As his popularity has soared, both the ruling coalition and opposition have expressed cautious sympathy for him.


“He shows in a good way how the election process and state institutions have become senseless” in the eyes of citizens, Jankovic said.


Pro-government tabloids darkly linked Maksimovic with billionaire George Soros, who funded independent media in the Balkans in the 1990s, and with a youth movement called Otpor (Resistance). Both are blamed for toppling Slobodan Milosevic, the darling of hardline nationalists.


The young man is expected to attract those usually abstaining from vote, especially millennials, but also those disillusioned by Serbia’s political scene, which has been dominated by the same figures since the early 1990s.

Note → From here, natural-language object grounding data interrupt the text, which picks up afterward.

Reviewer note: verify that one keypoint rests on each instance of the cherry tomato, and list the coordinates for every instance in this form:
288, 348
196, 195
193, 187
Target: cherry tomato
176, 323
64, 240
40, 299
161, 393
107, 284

“If he wasn’t running, I wouldn’t bother voting,” a Belgrade student Milena Selakovic said. But her friend Igor Gnus, 20, disagrees.


“He is making a joke out of a very serious thing, which is politics.” Maksimovic says underneath the prank lies concern about generational division and abandonment.


More than 40 per cent of young Serbs are unemployed and many dream of leaving abroad. “We are a forgotten generation, born either just before, during or after the wars,” Maksimovic said, referring to the bloody conflict that erupted in the former Yugoslavia in the 1990s.


“We grew up in chaos and poverty, without a perspective. But now we are showing that we are alive, that we want to fight. These people have been determining our fates for the last 30 years. That’s enough.”